Bob Wojnowski, John Niyo and Tony Paul preview MSU-Arizona State and review Michigan's double-OT win over Army and look ahead to the Wisconsin game in two weeks. The Detroit News
Ann Arbor — When Michigan receiver Tarik Black scored on a 36-yard reception in the season opener, it felt like he had been there before.
And in a way, he had.
As freshman in 2017, he started the season opener against Florida and scored on a 46-yard pass from Wilton Speight. He was young phenom and after his 83-yard performance that day, he became the talk of the Michigan receivers.
“It was my first touchdown since my first touchdown,” Black said Wednesday night of his score against MTSU. “It was a really good feeling. Kind of reminded me a little bit of my first one, so it was kind of like a déjà vu-type thing.”
His first since his first.
Much has happened to Black in the interim, injuries he believes are finally behind him.
“You guys knows my history,” he told reporters.
Those who follow Michigan do know Black’s history. He was the Wolverines’ leading receiver when, in the third game of the 2017 season against Air Force, in which he had five catches for 55 yards, he suffered a broken left foot.
At that point of the season, he led the team with 148 yards on 11 catches and that lone touchdown and expectations were high. But those were squelched when he had season-ending surgery.
The 6-foot-3, 215-pounder made a full recovery but shortly before the start of last season, he broke his right foot while running a route in practice. He said he heard a pop after planting and knew exactly what had happened.
Black missed the first seven games but returned, although not at 100 percent, to play sparingly in the final six games. He said he is fully healthy now and has felt that way since spring practice. Through two games this fall, he has seven catches for 104 yards and one score. The Wolverines are preparing for the Big Ten opener at Wisconsin on Sept. 21 after having this Saturday off.
“Being able to be out there and play and contribute with my teammates and help my team is just a great feeling,” Black said. “I’m very thankful.”
It might have been a déjà vu moment getting that touchdown reception in the season opener, but it represented more than that first score as a freshman. This signaled a new start with surgically repaired feet, a rod and screws in each, and proof to himself that, mentally, he had moved on from those injuries.
“Just going through back-to-back injuries, that’s never happened to me. I’ve never been hurt playing football, so it was something new for me,” he said. “And I kinda got a little PTSD from it coming back in the beginning. But now I think I’m out of that phase. I’m past that and I’m ready to move forward.”
He explained what he meant by PTSD, and it made sense. All the second thoughts, the concerns about, “What if?” It’s only natural that after enduring the same injury in both feet, he would wonder, “Well, what’s going to happen next?” That can’t be chalked up the mind playing tricks, because the mind knew exactly the reality he had been through.
“After the first one, I didn’t really expect the second one, you know what I’m saying,” Black said. “After that it’s like, ‘What if it happens again?’ I’m out of that space now and I’m ready to go and move forward.
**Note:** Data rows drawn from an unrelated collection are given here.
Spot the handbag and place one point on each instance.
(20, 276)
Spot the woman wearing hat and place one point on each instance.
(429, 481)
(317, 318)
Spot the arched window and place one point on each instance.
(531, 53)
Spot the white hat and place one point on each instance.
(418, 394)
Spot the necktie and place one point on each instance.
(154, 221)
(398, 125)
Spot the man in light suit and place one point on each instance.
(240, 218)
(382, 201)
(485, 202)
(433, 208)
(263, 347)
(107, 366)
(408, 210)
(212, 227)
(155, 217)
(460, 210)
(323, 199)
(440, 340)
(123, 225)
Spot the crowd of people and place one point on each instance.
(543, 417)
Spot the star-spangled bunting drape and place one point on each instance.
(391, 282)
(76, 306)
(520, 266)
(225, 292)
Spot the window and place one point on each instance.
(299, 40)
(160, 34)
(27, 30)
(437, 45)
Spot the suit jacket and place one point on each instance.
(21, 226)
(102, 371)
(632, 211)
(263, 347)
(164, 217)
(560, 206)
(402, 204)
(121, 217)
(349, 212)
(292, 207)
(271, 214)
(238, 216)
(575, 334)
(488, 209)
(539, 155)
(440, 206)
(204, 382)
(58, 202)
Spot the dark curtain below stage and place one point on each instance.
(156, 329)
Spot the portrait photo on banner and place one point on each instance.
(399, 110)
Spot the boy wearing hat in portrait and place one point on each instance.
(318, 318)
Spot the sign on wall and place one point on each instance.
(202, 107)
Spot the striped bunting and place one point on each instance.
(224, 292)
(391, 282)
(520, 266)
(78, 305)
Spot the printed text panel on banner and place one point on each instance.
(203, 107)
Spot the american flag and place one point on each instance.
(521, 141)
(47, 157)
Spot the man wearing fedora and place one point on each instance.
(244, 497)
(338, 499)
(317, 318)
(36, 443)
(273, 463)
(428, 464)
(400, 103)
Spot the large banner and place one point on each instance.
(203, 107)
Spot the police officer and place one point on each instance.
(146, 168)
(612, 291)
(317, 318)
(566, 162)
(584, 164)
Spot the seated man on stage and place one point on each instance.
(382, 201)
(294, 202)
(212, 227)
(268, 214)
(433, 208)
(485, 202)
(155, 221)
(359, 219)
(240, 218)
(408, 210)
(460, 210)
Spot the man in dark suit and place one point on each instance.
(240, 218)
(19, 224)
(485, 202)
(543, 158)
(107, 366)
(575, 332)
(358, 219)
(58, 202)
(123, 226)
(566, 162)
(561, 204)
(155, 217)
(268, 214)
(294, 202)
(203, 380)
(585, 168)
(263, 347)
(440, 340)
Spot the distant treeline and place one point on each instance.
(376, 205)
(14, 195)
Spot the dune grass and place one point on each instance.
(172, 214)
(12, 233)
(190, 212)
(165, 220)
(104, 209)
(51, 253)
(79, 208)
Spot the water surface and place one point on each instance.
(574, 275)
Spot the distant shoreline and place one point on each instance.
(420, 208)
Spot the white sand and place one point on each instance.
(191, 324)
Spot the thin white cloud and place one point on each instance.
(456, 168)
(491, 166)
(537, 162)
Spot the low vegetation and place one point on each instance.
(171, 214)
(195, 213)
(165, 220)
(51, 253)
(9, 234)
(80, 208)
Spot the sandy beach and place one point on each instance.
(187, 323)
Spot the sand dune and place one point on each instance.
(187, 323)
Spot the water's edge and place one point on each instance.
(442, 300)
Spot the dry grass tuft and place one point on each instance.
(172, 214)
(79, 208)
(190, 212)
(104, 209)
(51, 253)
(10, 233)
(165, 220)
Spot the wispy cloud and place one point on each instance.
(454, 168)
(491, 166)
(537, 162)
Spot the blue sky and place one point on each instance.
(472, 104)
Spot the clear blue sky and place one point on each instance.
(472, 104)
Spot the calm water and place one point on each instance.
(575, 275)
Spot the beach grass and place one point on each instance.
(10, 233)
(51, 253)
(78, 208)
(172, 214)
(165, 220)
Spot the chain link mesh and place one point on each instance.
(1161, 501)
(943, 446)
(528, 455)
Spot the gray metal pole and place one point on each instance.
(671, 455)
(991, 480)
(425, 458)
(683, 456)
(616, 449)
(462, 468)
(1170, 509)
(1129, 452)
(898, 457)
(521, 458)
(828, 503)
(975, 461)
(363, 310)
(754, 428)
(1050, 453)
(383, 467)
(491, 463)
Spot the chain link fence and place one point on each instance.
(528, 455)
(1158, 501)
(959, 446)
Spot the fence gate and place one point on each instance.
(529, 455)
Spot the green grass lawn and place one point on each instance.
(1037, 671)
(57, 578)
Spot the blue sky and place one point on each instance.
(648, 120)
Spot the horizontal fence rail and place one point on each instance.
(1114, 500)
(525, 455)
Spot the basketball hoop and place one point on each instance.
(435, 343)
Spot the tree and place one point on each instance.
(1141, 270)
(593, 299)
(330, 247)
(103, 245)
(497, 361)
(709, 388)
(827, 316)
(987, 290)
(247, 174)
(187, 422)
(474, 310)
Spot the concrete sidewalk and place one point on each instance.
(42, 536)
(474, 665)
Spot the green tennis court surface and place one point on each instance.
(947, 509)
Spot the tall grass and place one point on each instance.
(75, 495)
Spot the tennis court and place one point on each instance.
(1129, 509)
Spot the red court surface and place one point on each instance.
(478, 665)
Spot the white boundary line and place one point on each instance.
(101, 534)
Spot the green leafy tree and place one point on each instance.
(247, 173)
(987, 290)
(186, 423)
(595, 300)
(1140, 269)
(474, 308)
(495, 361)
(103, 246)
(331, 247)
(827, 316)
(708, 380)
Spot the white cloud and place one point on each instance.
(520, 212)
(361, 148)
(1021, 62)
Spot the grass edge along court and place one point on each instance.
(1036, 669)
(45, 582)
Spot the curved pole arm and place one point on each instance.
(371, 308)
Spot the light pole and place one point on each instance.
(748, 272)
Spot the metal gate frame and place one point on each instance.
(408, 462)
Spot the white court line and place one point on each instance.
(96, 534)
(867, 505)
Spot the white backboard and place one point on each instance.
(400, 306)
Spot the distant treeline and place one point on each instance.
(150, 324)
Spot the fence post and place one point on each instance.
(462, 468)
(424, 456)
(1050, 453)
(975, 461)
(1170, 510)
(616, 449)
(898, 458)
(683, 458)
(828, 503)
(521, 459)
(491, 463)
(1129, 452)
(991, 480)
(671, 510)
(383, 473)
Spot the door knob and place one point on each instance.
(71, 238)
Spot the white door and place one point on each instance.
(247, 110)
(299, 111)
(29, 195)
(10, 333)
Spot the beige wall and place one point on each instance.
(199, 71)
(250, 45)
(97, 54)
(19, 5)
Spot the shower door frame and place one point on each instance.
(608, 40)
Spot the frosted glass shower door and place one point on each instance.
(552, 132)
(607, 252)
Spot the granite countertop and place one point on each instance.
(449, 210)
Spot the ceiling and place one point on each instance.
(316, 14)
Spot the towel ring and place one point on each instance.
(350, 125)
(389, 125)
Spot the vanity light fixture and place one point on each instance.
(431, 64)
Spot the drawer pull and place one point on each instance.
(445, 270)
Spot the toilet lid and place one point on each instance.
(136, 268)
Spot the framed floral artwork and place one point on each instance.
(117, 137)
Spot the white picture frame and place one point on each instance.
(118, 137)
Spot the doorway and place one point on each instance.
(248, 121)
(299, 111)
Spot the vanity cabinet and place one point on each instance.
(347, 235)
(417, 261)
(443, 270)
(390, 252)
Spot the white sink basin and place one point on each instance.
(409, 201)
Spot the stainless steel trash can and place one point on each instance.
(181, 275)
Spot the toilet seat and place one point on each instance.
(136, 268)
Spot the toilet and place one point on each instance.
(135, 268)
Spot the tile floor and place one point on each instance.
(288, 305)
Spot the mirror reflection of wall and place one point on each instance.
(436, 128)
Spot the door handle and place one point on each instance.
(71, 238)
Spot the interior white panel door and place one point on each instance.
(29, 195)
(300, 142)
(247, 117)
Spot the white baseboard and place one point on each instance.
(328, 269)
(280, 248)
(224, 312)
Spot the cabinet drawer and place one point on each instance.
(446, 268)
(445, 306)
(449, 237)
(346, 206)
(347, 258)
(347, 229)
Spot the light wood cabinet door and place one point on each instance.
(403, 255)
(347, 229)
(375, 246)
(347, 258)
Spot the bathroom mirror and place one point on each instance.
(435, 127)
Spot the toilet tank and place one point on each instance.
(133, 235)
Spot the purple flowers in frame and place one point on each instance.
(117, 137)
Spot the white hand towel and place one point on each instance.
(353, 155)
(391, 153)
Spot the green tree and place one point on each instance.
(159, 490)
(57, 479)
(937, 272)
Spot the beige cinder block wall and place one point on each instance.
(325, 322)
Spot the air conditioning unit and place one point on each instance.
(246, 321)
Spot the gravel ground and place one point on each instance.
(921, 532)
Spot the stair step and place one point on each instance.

You always have those little things you think may happen, especially coming back after two of them. Over time you just kinda forget about it and move forward. I’m in that space.”
Black said he leaned on his faith and developed a “better relationship with God.” He said he has learned to trust the process.
“That really helped me a lot,” Black said.
At no point did Black, a Connecticut native, think about quitting the game.
“No,” he said, his voice the loudest it had been during the interview session. “Absolutely not. Absolutely not. No.”
He also wanted to make a point about the Michigan receivers, who have been short one, since veteran Donovan Peoples-Jones has missed the first two games. He could be back for the Big Ten opener. Black said he’s not into making claims of being the best group of receivers, but he likes the options Michigan has, with himself, Peoples-Jones, and Nico Collins along with the slot receivers Ronnie Bell and Mike Sainristil.
He’s also not into setting personal goals. Black said his focus is to be a vital part of this team trying to win a Big Ten championship. After two weeks of the new up-tempo offense that’s intended to get the ball in the hands of the play-makers, there hasn’t been any consistent evidence of the explosiveness of this offense.
Black assures it’s there and will be on display.
“You’ll see, trust me,” he said. “This offense is going to be crazy.”